Many of the differences found in the various types of investment property loans depend on the actual use of the property and focus on whether there is a single dwelling or multi-family building. Some lenders may allow a loan application for a multi-family building to include rental income derived from it, but most single dwellings are considered to be harder to keep rented. If there is only one tenant possible, there is a much higher risk of vacancy and the income may not be allowed to be included on the application.

There are investment property loans available for both residential and commercial applications, and it is often necessary for prospective investors to understand the differences. A lender may not always consider a rental home to be residential and some guidelines will place it under commercial lending restrictions. On the flip side, some properties in commercial areas may be zoned as residential and a normal loan may be possible. Most companies will work with a real estate investor for both types of investment property loans, but there may be different appraisal processes required. Many commercial investment property loans require surveys and must meet or exceed environmental and health regulations.

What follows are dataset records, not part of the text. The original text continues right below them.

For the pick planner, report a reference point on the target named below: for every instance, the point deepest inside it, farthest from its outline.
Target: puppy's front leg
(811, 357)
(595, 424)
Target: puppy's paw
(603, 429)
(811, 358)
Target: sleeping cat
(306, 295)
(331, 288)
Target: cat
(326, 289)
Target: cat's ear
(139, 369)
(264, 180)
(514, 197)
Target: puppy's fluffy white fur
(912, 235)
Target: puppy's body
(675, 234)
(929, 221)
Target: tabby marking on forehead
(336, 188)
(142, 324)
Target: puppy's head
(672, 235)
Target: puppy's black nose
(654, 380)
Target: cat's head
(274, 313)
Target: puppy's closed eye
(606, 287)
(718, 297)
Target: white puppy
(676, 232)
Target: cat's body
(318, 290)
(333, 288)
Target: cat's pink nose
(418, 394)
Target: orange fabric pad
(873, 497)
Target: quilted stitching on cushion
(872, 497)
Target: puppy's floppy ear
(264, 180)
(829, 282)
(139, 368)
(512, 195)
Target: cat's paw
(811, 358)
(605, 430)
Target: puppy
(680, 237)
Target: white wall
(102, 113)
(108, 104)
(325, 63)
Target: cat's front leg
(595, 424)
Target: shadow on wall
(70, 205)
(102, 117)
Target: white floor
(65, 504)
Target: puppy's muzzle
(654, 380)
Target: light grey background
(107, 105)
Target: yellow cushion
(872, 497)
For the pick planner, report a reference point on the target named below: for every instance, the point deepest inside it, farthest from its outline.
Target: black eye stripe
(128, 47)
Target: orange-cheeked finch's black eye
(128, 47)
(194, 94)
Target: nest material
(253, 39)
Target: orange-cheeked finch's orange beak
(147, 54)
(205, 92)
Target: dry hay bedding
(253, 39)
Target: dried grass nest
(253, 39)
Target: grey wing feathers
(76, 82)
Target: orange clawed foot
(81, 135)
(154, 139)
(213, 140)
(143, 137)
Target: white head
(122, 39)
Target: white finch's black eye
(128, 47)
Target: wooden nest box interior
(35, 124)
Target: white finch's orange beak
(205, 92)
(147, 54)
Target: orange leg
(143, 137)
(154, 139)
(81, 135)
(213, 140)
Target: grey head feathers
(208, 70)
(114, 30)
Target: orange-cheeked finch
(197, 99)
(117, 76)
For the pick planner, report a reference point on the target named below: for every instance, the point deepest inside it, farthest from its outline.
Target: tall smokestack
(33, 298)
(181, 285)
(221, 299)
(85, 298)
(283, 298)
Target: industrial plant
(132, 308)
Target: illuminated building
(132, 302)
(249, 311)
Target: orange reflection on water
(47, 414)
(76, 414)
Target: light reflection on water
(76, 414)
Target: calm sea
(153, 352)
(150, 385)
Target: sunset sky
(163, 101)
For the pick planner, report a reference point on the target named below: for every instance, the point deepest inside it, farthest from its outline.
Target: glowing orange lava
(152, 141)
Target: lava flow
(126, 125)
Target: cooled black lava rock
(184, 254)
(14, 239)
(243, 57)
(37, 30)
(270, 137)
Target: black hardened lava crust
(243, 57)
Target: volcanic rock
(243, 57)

For some real estate purposes, the best way to borrow money is through the use of a hard money lender. These specialists will provide investment property loans that are designed for use by house flippers and individuals that must perform significant repairs before more permanent financing can be obtained. It is important to note that the interest rate on a hard money loan is often very high, but the funds are only intended for temporary use.

While it is true that there is much more to investment property loans than most real estate investors realize, there is no need for discouragement. A wide variety of lenders are willing to provide funds if their clear expectations are met. An excellent way to compare multiple different options at once is to use a comparison website that will match borrowers with companies looking to lend. A successful venture in real estate may be within reach.